Both the canonical CSS form hsl(h, s%, l%) with parentheses and commas, and the bare triplet h, s%, l% (or space-separated h s% l%). Hue can be a bare number (210) or have a unit (210deg); both are treated as degrees. Saturation and lightness must include the % symbol — CSS rejects them without it and so does this converter, with a friendly inline note explaining what's missing. For HSLA with alpha, use the Color Converter.
What if my hue is outside 0–360°?
The converter wraps it. Hue is an angle on the colour wheel, so 400° is the same as 40°, and -10° is the same as 350°. Wrapping uses ((h % 360) + 360) % 360 so negative values behave correctly. This matches how every browser handles out-of-range hue, so the rgb() output here will produce the exact same colour as the original HSL string when pasted into a stylesheet.
Why is the rgb() output sometimes off by one from a hand calculation?
The HSL-to-RGB algorithm involves multiplying floats by 255 and rounding to integers. Different implementations round at different points (some use Math.round, some use truncation, some use banker's rounding), which can produce a one-unit difference on a single channel. This converter uses Math.round after the final multiplication — the standard recommended by the CSS spec — so its results match what every browser produces internally.

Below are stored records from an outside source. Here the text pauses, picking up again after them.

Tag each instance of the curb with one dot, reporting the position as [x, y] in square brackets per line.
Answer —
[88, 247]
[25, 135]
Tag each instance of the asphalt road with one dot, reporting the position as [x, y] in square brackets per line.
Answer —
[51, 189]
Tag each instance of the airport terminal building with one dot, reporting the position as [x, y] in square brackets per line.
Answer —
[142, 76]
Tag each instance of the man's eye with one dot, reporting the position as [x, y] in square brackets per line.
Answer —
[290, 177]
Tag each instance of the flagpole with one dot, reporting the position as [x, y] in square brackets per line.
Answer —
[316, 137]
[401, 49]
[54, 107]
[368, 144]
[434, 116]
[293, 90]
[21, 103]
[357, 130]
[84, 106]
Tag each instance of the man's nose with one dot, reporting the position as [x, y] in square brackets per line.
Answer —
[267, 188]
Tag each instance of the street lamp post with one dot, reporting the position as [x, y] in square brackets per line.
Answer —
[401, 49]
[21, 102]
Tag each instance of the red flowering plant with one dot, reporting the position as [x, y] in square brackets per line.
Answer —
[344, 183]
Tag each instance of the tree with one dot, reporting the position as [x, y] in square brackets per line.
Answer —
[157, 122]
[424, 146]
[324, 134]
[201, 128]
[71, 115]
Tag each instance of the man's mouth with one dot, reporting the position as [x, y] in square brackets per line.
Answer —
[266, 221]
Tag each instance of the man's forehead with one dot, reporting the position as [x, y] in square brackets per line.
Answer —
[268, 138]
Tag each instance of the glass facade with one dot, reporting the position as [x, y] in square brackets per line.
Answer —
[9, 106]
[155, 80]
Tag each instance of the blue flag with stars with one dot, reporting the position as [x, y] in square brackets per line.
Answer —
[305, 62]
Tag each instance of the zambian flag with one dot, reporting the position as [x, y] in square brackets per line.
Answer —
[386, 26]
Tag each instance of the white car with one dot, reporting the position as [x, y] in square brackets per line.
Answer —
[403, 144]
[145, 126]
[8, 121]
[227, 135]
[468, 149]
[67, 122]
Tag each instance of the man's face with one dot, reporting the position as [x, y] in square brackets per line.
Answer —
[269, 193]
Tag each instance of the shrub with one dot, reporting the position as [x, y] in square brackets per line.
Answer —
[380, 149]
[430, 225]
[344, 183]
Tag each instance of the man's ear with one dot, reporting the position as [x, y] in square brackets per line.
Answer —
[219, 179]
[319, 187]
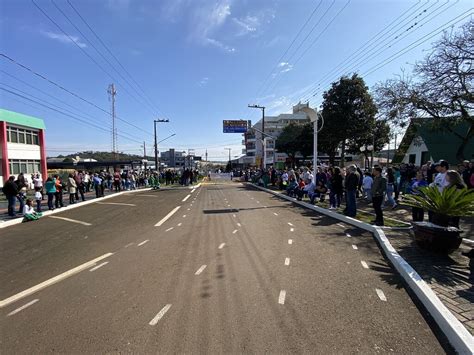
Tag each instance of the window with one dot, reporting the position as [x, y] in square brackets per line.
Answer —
[23, 136]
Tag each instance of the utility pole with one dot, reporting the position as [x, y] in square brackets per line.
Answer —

When should I convert HSL to RGB rather than to hex?
Reach for rgb() when you need integer channel values rather than a packed string — for canvas's fillStyle, WebGL uniform inputs, JavaScript colour libraries that take three numbers, or design-token systems that store decimal triplets. Use the HSL to HEX landing instead when you're targeting CSS stylesheets, design files, embedded 0xRRGGBB literals, or anything else that wants a compact six-digit string.
Is my colour data uploaded anywhere?
No. The HSL-to-RGB math runs entirely in your browser as a small JavaScript function. No server call, no logs, no analytics on the values you enter. The page caches its bundle on first load and from then on works fully offline. The browser's Network panel will confirm there are no outbound requests when you paste an HSL value.